General: Melena Flashcards
Describe the pathophysiology of melena
Black tarry offensive smelling stools
Alteration and degradation of blood by intestinal enzymes
What causes melena?
Peptic ulcer = NSAIDs, H.pylori, posterior duodenal wall into the gastroduodenal artery
Variceal bleeds = ruptured dilations of the porto-systemic anastomoses in the oesophagus due to portal hypertension sec to liver cirrhosis (alcoholic liver)
Upper GI malignancy = enquire about weight loss, relevant family history
Gastritis
Oesophagitis
Mallory-Weiss tear
Meckles diverticulum
Vascular malformations
What are the clinical features of melena?
Colour and texture = jet black, tar-like, and sticky
Associated symptoms = haematemesis, abdo pain, history of dyspepsia, dysphasia or odynophagia
PMH = smoking, alcohol status, IBD
DH = steroids, NSAIDs, anticoagulants, iron tablets
How should melena be investigated?
PR exam
Abdo exam = assess for epigastric tenderness or peritonism, hepatomegaly, any stigmata of liver disease
Bloods = FBC, U+Es, LFTs, and clotting, G+S, X-match – Hb drop (chronic), LFT in liver disease, drop in Hb and rise in the urea:creatinine ratio is very indicative of an upper GI bleed
ABG = assess sepsis
Oesophagogastroduodenoscopy (OGD)
CT abdo with IV contrast = assess active bleeding
Why is a drop in Hb and rise in the urea:creatinine ratio is very indicative of an upper GI bleed?
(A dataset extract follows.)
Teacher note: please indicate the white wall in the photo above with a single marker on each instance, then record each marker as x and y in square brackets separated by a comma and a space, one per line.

digested Hb produces urea as a by-product; this is readily absorbed by the intestine and consequently upper GI bleeds can show as a rise in urea levels
How should melena be managed?
A-E
Blood transfusion = low Hb
Correct any deranged coagulation
Peptic ulcer = adrenaline and cauterisation of the bleeding, high dose PPI
Oesophageal varices = endoscopic banding, prophylactic Abx, terlipressin (reduce splanchnic blood flow)
Upper GI malignancy = biopsy, surgical/oncological management
What are the possible complications of melena?